Una mujer mayor, de rostro amable, pero con una postura rigurosa, la esperaba en la entrada. —Bienvenida, señorita Green. Soy Eleanor, la ama de llaves. El señor Vance ha indicado que debe familiarizarse con la casa. Su habitación está en la segunda planta. Le ruego que evite el ala este, es la suite privada del señor Vance.

La suite privada. Por supuesto. Incluso en su propia prisión, habría territorios vedados.

Su habitación era enorme, con un baño de mármol y un vestidor que contenía una colección de ropa de diseñador, todas etiquetadas con su talla exacta. Nada de ello era de su gusto. Eran armas de un arsenal, herramientas para un personaje.

En la mesita de noche, junto a una lámpara de diseño, había un dosier grueso. La portada decía: "Manual de Conducta: Familia Vance". Olivia lo abrió por la primera página.

"Regla 1: Bajo ninguna circunstancia debe contradecir al señor Vance en público."

"Regla 5: El contacto físico se limitará a lo estrictamente necesario para mantener las apariencias. La mano en la espalda, el brazo entrelazado. Nada más."

"Regla 12: Nunca hable de su pasado. Usted es Olivia Vance ahora. Una historiadora del arte de familia acomodada. Memorice el background proporcionado."

Dejó el dosier sobre la cama, sintiendo el peso del papel como si fuera de plomo.

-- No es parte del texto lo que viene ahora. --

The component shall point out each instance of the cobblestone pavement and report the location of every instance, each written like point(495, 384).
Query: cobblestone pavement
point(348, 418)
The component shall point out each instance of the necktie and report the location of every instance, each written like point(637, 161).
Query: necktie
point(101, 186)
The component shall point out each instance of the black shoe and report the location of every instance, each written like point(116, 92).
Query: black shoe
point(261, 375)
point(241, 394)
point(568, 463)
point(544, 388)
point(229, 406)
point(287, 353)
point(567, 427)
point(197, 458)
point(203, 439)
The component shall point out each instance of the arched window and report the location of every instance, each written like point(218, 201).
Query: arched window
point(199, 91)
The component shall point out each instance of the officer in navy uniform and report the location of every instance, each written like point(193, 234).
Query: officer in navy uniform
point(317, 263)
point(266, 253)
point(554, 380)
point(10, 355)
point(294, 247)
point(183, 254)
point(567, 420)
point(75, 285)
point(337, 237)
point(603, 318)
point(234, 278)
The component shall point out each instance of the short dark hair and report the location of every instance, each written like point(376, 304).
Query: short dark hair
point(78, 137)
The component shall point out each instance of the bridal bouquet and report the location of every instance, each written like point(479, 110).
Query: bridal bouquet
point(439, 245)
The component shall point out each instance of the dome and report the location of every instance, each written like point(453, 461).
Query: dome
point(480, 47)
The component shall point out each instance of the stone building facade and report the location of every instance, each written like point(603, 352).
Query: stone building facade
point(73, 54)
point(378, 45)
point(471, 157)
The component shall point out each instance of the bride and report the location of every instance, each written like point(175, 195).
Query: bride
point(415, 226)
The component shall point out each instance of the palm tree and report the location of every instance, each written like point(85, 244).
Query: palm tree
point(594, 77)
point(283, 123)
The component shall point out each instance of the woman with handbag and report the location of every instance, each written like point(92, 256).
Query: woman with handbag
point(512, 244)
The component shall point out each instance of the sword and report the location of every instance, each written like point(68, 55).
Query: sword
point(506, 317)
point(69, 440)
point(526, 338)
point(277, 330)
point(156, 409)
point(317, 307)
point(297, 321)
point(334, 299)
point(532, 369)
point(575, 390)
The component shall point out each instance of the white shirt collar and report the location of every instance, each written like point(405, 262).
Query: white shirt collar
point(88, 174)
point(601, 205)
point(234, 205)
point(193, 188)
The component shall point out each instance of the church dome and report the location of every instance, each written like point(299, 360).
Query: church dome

Se acercó a la ventana, mirando el atardecer teñir de naranja y púrpura los rascacielos del otro lado del parque. En algún lugar de esta misma ciudad, Alexander Vance seguía con su vida, dirigiendo su imperio, sin darle probablemente ni un pensamiento. Para él, ella era un recurso, un activo, una pieza en el tablero.

Para ella, él se había convertido en el eje alrededor del cual giraba su existencia. Una existencia prestada, regulada por cláusulas y manuales.

Tomó una de las blusas nuevas, de seda color marfil, y la sostuvo contra su cuerpo frente al espejo. La mujer que le devolvía la mirada tenía su rostro, pero la ropa, la postura, la vida… todo era ajeno. Olivia Green, la diseñadora, se estaba desvaneciendo. ¿Quién emergería en su lugar al final de esos doce meses?

Una sola palabra, fría y clara, resonó en el silencio de la lujosa habitación.

—Actriz —susurró para sí misma.

Y la función estaba a punto de comenzar.